Tuesday, October 16, 2012

Kensal Green Cemetery

I finally had an opportunity yesterday to go explore Kensal Green Cemetery, which bills itself as "one of London's oldest and most distinguished public burial grounds." I don't dispute it. I wandered around for a couple of hours and found all kinds of fascinating stuff.

The cemetery is located not far from our flat, and it's kind of amazing that I haven't made it over there before now. I run past it all the time along the Grand Union Canal, which forms its southern border. (Running to keep myself out of a cemetery, I suppose, though as Rose says to Cosmo in "Moonstruck," "I just want you to know that no matter what you do, you're gonna die, just like everybody else.")

That's the gas works in Ladbroke Grove across the canal from the cemetery. (You've seen it before in this post, but I wouldn't expect you to remember!)

Kensal Green Cemetery dates back to 1833 and covers 72 acres, including several chapels, a crematorium and a rose garden. It was supposedly inspired by Pere Lachaise cemetery in Paris. I saw all sorts of gothic, mossy and generally illegible headstones dating back to the mid-1800s, some tilting at crazy angles. Walking off the main footpaths was challenging, as the ground is very uneven.

I also saw new headstones, and a few relatively recent graves. Kensal Green is still an active area for burials.

It's interesting how people choose to be remembered -- a writer, a gardener, a cat lover. I saw graves decorated with toys, pinwheels, flags and figurines of pixies and fairies.

Some graves were decorated with wildlife -- just pigeons and squirrels. (I've always heard cemeteries are great places for birdwatching but this is the best I did. Still, he is a very handsome pigeon.)

The tombs and mausoleums along the cemetery's central thoroughfare are especially grand. Still, I don't really get burial -- I would much rather be cremated and scattered somewhere. Spending eternity in a tomb -- even one of these fancy boxes -- just seems so static.

I did find a few famous people -- I'll tell you about them tomorrow!

I didn't even begin to cover the entire cemetery. It's just too big. It warrants a repeat visit.

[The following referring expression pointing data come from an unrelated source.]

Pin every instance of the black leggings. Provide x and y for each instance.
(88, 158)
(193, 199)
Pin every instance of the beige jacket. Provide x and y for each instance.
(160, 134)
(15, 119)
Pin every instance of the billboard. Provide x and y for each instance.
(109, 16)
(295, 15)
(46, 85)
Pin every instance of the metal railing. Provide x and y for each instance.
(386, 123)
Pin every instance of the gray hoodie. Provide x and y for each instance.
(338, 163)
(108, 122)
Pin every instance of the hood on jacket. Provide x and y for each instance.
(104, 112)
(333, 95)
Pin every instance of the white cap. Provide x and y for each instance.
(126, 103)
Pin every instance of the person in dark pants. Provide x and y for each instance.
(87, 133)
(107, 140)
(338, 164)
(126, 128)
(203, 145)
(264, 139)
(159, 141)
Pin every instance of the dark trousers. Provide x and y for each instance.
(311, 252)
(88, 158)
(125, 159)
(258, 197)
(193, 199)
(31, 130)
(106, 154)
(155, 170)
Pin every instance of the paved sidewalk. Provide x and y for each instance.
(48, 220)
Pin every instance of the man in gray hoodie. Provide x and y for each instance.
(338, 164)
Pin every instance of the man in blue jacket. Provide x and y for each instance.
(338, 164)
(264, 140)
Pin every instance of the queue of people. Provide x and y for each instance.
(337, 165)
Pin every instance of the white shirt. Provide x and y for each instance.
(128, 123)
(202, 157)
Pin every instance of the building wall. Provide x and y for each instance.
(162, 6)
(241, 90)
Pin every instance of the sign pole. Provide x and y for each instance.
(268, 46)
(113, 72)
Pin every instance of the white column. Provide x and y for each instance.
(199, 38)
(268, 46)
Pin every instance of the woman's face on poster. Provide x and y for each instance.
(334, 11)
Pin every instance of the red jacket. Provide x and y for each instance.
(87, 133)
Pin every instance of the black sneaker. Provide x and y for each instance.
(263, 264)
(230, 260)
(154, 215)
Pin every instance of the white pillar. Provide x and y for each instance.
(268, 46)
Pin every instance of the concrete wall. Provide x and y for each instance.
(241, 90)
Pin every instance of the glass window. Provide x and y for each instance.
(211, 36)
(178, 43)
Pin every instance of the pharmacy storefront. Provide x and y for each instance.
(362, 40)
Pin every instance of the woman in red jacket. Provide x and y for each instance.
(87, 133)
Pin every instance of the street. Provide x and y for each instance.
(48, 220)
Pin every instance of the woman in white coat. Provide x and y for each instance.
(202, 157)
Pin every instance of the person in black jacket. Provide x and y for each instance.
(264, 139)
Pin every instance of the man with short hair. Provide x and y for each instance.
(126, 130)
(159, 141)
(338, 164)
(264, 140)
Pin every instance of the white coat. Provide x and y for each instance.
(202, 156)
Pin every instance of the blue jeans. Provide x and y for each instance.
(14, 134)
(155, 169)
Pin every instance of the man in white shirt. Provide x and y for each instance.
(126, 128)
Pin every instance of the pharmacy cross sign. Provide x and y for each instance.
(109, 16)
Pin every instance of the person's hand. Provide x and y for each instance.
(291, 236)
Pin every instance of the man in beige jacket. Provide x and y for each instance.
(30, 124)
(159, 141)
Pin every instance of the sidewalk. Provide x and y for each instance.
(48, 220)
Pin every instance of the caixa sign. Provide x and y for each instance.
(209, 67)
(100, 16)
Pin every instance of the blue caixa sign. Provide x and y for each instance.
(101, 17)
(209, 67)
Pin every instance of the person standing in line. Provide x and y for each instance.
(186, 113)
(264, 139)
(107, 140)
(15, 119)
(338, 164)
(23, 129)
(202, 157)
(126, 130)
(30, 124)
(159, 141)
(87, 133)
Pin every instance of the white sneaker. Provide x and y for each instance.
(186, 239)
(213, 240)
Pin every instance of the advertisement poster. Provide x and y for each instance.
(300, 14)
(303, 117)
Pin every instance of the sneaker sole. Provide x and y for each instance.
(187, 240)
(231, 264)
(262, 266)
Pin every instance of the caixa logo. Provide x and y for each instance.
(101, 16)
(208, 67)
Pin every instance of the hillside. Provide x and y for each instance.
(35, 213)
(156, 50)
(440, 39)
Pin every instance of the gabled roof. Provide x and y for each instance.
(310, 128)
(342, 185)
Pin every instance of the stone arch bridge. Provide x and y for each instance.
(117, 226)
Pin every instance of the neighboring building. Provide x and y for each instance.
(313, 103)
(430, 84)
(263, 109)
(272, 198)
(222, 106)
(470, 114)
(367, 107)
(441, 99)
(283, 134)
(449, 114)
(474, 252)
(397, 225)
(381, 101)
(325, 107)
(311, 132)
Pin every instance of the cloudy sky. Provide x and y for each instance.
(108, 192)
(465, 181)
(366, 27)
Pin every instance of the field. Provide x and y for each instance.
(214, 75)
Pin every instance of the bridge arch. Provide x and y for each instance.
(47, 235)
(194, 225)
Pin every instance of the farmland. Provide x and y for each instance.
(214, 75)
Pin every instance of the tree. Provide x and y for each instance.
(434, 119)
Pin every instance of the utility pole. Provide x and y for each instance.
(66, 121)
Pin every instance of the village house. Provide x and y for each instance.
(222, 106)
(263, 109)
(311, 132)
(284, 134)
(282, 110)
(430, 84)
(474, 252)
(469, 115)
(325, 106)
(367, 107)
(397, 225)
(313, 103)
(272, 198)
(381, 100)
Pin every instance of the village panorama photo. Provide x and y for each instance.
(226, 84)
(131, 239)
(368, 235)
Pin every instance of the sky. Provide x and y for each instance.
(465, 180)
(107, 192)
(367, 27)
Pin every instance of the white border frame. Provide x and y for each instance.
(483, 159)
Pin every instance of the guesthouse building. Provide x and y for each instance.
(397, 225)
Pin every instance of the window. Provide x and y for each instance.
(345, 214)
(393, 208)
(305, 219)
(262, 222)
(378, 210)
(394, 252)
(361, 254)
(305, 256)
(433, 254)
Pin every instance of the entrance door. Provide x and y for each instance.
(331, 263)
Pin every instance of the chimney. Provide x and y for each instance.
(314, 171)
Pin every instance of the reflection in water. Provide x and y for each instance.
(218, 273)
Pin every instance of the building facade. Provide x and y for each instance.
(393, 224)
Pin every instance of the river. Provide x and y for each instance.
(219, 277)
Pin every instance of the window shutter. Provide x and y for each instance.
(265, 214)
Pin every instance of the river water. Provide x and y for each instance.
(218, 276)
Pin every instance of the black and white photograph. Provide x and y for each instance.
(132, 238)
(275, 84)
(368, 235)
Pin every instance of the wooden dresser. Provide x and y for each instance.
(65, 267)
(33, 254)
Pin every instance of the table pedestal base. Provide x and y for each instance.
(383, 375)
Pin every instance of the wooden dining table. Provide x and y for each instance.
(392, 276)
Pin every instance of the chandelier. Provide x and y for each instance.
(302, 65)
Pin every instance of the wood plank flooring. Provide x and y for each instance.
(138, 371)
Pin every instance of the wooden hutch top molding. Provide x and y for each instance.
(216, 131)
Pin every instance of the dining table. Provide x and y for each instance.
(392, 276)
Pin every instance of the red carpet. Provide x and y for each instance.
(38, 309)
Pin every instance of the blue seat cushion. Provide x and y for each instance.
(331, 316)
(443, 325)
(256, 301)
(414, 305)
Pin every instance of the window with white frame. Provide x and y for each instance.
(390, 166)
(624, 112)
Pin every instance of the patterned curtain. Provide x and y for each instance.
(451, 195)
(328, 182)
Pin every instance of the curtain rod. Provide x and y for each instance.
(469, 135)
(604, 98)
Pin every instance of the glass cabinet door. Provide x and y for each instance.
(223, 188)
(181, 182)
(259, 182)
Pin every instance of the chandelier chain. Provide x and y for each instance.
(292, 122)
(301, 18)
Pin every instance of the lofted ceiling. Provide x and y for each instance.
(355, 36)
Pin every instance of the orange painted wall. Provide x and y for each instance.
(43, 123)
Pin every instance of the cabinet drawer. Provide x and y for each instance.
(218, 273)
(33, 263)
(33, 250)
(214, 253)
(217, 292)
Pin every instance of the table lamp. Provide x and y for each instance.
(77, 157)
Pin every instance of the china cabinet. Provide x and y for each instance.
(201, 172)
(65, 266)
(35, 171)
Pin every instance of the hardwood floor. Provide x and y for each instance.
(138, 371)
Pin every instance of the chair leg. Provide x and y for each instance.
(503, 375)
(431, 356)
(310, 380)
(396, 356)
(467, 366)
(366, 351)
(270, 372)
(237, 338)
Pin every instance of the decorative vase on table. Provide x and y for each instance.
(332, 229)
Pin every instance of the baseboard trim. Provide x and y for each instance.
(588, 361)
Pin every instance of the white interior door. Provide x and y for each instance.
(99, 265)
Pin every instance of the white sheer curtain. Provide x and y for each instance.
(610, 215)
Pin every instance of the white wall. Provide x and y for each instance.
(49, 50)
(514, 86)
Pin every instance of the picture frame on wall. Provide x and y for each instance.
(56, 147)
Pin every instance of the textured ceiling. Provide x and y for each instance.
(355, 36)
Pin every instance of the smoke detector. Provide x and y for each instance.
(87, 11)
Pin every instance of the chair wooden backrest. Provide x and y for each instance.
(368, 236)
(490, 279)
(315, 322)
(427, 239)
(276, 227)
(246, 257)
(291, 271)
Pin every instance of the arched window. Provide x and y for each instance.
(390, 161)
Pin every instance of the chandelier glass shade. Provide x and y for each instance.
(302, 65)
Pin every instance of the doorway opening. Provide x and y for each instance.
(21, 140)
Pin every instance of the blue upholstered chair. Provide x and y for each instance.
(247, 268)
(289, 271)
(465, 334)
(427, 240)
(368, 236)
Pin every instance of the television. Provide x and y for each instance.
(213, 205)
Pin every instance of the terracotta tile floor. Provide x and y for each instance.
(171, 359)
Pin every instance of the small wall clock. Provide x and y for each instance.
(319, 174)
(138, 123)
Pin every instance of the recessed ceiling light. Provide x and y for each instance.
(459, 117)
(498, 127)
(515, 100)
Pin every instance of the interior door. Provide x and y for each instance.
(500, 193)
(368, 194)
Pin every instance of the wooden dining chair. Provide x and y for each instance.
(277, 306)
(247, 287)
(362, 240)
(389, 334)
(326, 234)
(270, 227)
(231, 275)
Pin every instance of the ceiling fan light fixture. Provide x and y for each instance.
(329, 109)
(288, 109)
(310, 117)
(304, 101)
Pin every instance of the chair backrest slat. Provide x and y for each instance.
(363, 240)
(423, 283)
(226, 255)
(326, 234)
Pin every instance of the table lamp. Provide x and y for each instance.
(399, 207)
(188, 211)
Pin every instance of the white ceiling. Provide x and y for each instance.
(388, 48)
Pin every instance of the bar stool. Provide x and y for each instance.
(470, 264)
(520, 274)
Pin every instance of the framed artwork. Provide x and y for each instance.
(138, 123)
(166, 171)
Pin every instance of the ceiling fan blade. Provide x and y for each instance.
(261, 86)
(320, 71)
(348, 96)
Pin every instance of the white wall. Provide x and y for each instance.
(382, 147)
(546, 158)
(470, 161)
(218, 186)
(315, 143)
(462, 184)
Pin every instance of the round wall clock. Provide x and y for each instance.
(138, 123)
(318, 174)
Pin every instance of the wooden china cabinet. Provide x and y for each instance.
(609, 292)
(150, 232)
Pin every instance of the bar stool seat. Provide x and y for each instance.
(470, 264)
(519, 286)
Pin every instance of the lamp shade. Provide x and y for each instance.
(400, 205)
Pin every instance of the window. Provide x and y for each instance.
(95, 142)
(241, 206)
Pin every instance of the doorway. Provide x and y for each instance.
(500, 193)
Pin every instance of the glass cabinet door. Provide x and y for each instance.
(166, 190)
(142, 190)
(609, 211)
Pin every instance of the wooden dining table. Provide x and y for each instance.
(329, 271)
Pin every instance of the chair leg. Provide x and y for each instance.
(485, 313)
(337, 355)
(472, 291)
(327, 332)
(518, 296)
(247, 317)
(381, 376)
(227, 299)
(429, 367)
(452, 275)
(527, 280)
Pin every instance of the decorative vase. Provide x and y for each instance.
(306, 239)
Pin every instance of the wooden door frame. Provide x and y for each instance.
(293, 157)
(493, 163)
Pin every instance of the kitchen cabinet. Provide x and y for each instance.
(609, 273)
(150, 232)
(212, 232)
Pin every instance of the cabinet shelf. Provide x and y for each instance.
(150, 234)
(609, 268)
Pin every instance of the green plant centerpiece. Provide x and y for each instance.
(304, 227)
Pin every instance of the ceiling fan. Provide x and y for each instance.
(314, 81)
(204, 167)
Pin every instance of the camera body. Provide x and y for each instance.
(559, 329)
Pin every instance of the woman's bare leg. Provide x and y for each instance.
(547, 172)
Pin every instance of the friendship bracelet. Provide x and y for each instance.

  1. What an awesome cemetery! Your line about cemeteries being good for birdwatching reminded me of the so-called Patagonia picnic table effect, which basically suggests that places become renowned for attracting rare birds mainly because they attract lots of birders. The more birders you have sitting at any random picnic table, the more likely rare birds will be spotted.

  2. That IS a very handsome pigeon!
    Wow. I would love to spend hours in that cemetery. One of my favorite places in my favorite place (Cozumel, Mexico) is the cemetery in the downtown area. For some pictures of a very, very different (and yet, with similarities) place to spend eternity, you can go see the pictures I took in Cozumel last January.

  3. Well, it's timely to visit cemeteries in October, so maybe that's why you haven't been until now.

    Gorgeous pictures!

  4. I love old cemeteries. I think we need to get out & visit some of our favorites this fall.

    I also agree that that is a very handsome pigeon!

    Mike & I want to be cremated, although as a historian he hates the idea of cemeteries dying out (pun intended).

  5. I love exploring cemeteries and reading the epitaphs on the gravestones.

    This cemetery looks very intriguing. The old ones are the best.

    I keep telling myself to drive over to Sleepy Hollow and visit the cemetery there. It would be the perfect time of year for that, yes? I just don't want to meet up with the Headless Horseman!

  6. You got some great photos here. On one of my visits to London, I toured Highgate Cemetary and this reminds me very much of that place.

  7. Lorianne: England has amazing cemeteries, I gotta say. You gotta love something called the "Patagonia picnic table effect"! I've never heard of that, but it makes sense that birds would be more readily perceived in a place with a lot of birders.

    Ms. Moon: The cemetery in Cozumel looks amazing. A bit like the one in Key West, actually. Cemeteries are often such fascinating places.

    Reya: I didn't even think of my excursion in relationship to your post about the ghosts out and about at this time of year! But you're right, it IS timely!

    Bug: Indeed! Post pictures!

    Lynne: Sleepy Hollow would make a GREAT blog post. I'm guessing the Headless Horseman is retired by now. :)

    Sharon: Highgate is on my list of places to visit as well!

  8. I love this post. Modern cemeteries are so sterile and boring.

  9. So dark and melancholic, I love it. I'm visiting Savannah in July and am looking forward to spending a few, languid hours touring Bonaventure Cemetery.